[doc] 3.2 release news. (#11996)

trivialfis · web-flow · commit ec5922ee2171 · 2026-02-10T12:56:53.000+08:00
diff --git a/doc/changes/index.rst b/doc/changes/index.rst
@@ -8,6 +8,7 @@ For release notes prior to the 2.1 release, please see `news <https://github.com
   :maxdepth: 1
   :caption: Contents:
 
+  v3.2.0
   v3.1.0
   v3.0.0
-  v2.1.0
+  v2.1.0
diff --git a/doc/changes/v3.2.0.rst b/doc/changes/v3.2.0.rst
@@ -0,0 +1,167 @@
+###################
+3.2.0 (2026 Feb 09)
+###################
+
+We are excited to announce the XGBoost 3.2 release. This release features significant
+progress on multi-target tree support with vector leaf, enhanced GPU external memory
+training, various optimizations, and the removal of the deprecated CLI.
+
+***************
+External Memory
+***************
+
+The latest XGBoost release features enhanced support for external memory training with
+GPUs. XGBoost has experimental support for using the CUDA async memory pool, which users
+can opt in to enable asynchronous memory management for efficient external memory
+training. Prior to 3.2, the RMM plugin was required. The feature is Linux-only at the
+moment. (:pr:`11706`, :pr:`11715`, :pr:`11718`, :pr:`11931`, :pr:`11865`, :pr:`11959`,
+:pr:`11962`)
+
+The adaptive cache is now used for all device types, including devices with full C2C
+bandwidth, like GH200 and DGX station.
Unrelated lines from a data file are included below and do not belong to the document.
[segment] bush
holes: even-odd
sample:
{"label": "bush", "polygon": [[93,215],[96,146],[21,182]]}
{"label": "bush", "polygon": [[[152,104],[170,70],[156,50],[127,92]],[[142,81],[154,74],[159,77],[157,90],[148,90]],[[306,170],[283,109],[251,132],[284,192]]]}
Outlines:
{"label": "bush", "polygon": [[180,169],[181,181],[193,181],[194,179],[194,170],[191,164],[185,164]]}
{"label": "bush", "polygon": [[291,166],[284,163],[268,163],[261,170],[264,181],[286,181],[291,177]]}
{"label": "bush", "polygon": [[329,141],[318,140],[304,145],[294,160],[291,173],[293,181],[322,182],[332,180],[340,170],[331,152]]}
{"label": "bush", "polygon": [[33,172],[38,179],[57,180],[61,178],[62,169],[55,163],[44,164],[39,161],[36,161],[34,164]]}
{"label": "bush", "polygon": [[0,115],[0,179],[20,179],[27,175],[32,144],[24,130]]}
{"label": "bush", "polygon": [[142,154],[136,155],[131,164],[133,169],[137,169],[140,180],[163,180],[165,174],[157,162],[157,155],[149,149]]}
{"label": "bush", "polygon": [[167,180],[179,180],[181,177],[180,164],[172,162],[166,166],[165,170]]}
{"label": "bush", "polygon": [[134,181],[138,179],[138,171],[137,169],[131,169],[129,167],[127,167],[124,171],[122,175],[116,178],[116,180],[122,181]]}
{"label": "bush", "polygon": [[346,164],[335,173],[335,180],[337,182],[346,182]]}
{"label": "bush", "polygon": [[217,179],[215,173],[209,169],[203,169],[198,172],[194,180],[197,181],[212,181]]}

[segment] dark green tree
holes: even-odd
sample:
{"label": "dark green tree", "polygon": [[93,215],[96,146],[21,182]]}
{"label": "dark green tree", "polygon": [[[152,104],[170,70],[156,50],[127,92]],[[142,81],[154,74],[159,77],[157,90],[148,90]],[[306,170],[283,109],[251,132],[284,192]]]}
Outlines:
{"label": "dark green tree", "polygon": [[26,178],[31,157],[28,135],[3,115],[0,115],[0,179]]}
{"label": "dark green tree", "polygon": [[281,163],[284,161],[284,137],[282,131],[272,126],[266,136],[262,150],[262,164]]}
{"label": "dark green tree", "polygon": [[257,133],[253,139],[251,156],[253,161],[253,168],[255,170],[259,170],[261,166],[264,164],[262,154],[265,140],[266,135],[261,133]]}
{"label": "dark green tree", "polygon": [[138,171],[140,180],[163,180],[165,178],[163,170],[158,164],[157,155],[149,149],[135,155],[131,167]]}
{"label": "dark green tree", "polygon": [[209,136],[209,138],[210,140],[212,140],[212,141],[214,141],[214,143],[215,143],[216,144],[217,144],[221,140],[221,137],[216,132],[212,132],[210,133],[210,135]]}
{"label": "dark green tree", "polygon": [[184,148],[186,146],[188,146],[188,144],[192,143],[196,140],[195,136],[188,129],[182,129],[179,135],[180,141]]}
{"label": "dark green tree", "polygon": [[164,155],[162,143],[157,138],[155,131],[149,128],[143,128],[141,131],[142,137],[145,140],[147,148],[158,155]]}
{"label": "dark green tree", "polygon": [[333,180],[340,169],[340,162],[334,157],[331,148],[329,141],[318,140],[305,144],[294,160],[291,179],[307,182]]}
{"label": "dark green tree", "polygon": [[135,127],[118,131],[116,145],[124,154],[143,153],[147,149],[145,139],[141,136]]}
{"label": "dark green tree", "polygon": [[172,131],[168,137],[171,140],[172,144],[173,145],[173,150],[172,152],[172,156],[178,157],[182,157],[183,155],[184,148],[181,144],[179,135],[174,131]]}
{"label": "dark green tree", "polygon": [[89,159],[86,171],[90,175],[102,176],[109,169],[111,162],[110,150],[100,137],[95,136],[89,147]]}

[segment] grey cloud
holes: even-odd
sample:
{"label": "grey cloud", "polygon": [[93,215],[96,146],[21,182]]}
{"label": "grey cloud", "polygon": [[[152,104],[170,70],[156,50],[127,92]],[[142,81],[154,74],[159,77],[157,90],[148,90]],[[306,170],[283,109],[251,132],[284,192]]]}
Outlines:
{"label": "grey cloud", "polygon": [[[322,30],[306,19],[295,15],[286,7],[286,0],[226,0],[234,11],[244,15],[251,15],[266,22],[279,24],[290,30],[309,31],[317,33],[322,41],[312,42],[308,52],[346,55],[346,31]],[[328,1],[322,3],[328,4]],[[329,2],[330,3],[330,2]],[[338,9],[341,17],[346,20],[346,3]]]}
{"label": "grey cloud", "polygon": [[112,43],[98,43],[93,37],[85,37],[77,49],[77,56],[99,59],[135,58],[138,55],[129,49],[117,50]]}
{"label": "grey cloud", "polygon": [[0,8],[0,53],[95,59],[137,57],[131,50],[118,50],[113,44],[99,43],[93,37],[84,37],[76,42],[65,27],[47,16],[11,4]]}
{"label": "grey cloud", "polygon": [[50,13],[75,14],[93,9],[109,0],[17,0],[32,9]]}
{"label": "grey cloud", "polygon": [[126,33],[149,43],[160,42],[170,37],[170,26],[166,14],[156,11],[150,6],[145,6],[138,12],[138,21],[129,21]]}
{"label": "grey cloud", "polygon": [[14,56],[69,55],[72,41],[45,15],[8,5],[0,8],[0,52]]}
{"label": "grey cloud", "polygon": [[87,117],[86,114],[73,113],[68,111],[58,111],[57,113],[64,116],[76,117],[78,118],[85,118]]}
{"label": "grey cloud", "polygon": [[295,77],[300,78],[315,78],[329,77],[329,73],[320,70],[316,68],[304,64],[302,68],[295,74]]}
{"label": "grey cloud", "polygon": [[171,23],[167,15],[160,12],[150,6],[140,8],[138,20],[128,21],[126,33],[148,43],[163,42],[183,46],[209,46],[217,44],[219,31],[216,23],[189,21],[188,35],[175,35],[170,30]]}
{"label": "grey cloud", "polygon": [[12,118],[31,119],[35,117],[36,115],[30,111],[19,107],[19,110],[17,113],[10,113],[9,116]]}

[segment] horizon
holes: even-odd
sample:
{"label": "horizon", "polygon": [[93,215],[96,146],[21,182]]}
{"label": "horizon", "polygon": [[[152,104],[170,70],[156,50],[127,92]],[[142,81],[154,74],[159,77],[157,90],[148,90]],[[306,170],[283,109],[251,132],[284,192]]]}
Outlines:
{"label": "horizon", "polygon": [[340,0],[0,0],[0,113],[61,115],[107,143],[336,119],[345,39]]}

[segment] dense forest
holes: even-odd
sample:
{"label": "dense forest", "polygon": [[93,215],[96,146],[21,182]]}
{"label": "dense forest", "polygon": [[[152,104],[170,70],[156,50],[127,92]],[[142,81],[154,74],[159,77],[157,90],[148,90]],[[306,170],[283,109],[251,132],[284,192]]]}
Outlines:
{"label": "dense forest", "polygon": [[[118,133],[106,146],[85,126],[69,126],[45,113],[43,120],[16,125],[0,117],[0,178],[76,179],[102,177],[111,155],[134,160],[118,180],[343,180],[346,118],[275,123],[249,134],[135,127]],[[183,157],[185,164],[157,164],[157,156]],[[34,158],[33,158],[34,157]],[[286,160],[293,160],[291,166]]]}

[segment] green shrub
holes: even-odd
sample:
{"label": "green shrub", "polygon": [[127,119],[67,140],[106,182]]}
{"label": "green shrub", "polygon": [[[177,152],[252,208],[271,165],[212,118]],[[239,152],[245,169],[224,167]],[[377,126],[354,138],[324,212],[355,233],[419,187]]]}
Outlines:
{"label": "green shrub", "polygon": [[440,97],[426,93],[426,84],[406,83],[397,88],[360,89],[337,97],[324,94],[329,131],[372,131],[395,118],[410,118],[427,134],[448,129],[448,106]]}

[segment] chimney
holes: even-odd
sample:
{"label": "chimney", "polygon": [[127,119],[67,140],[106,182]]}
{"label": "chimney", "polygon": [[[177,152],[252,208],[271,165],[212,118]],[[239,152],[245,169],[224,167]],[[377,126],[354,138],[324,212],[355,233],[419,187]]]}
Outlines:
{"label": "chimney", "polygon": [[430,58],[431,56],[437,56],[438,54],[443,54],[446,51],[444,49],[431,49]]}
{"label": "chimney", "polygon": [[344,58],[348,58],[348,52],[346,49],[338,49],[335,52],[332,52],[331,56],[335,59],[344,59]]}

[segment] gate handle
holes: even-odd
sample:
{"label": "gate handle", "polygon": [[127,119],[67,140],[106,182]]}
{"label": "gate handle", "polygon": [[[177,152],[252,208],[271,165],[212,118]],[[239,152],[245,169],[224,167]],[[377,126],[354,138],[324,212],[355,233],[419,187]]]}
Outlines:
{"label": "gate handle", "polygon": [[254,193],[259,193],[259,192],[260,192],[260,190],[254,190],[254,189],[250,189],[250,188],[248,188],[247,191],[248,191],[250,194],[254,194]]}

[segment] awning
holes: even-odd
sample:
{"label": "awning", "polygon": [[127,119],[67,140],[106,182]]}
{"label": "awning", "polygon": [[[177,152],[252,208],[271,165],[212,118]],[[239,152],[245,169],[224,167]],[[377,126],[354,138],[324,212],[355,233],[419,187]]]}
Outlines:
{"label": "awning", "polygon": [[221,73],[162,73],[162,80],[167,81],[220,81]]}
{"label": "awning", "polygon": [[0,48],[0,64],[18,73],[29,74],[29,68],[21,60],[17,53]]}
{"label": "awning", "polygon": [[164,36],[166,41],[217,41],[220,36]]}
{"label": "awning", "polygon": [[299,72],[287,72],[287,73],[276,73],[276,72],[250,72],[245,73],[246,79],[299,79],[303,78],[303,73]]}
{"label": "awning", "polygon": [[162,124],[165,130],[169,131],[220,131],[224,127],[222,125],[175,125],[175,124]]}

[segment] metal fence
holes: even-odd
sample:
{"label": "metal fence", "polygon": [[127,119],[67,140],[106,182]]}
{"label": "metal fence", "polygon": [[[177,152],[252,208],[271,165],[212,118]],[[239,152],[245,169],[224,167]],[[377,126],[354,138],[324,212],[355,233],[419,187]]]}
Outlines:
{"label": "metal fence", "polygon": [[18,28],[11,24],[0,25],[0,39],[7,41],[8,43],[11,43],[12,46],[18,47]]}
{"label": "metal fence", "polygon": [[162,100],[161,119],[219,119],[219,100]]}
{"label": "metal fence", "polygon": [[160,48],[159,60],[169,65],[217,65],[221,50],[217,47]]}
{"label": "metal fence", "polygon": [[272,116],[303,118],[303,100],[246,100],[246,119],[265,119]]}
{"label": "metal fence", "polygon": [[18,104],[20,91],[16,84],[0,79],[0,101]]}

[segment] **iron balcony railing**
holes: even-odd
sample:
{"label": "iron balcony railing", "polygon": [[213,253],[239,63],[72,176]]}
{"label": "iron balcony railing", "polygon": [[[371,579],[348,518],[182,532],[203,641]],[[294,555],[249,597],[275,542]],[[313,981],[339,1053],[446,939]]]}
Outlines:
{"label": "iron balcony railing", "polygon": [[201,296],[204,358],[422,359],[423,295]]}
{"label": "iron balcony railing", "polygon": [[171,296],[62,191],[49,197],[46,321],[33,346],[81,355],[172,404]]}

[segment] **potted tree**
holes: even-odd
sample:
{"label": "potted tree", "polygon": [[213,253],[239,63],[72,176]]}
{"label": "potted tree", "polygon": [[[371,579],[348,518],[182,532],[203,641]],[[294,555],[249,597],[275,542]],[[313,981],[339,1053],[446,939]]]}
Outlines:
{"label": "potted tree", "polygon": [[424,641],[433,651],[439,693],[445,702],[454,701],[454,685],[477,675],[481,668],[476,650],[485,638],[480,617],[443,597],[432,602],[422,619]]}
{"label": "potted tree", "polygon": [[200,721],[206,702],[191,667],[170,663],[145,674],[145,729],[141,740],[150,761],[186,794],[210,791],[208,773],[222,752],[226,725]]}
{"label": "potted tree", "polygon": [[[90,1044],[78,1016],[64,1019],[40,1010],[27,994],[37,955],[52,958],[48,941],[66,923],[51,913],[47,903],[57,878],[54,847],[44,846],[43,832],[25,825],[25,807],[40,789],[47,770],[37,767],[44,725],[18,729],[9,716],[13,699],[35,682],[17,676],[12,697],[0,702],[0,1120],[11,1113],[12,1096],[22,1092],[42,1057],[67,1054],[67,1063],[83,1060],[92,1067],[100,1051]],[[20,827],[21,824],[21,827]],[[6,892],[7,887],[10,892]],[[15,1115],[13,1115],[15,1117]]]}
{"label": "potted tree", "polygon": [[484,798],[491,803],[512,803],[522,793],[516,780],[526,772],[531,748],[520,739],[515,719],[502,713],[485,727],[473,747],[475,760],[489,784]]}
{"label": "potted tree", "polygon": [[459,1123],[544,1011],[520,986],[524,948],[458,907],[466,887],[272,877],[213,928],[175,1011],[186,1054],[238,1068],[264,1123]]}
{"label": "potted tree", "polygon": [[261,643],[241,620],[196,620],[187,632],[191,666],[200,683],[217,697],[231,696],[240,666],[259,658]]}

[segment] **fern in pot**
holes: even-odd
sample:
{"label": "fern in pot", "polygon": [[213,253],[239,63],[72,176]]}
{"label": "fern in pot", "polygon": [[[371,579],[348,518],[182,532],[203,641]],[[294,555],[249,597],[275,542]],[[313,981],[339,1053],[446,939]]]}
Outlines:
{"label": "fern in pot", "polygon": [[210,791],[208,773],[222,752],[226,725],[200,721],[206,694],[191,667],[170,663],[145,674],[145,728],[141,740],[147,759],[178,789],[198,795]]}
Users can continue to specify the
+``cache_host_ratio`` parameter in case of memory fragmentation. XGBoost now supports
+devices with mixed GPU models for configuring the host cache (:pr:`11998`). As part of the
+work for improved NUMA system support, we co-developed the ``pyhwloc`` project
+(:pr:`11992`).
+
+Lastly, the old page-concat option for GPU external memory has been removed. XGBoost will
+use the full dataset for training. (:pr:`11882`, :pr:`11897`)
+
+******************
+Multi-Target/Class
+******************
+
+This release brings substantial progress on the vector-leaf-based multi-target tree model,
+building on the multi-target intercept work from 3.1. The vector leaf tree stores a vector
+of weights in each leaf node, enabling the model to capture correlations across targets
+during tree construction. In 3.2, we expanded the feature set to cover most of the
+commonly used training configurations.
+
+.. warning::
+
+   The vector leaf is still a work in progress. Feedback is welcome.
+
+New features for the multi-target tree include:
+
+- Reduced gradient (sketch boost) for the hist tree method, which avoids using the full
+  gradient matrix to find tree structures for improving scalability with the number of
+  targets. Users can use a custom objective to define the tree split gradient in addition
+  to the full leaf gradient. Built-in objectives are not yet supported.
+- Support for all regression objectives, including MAE and the quantile loss.
+- GPU ``hist`` tree method implementation has features on par with the CPU one.
+- Regularization parameters including L1/L2, ``min_split_loss``, and ``max_delta_step``.
+- Row subsampling with both uniform sampling and gradient-based sampling.
+- Column sampling (feature selection), including feature weights.
+- Feature importance variants (gain and coverage).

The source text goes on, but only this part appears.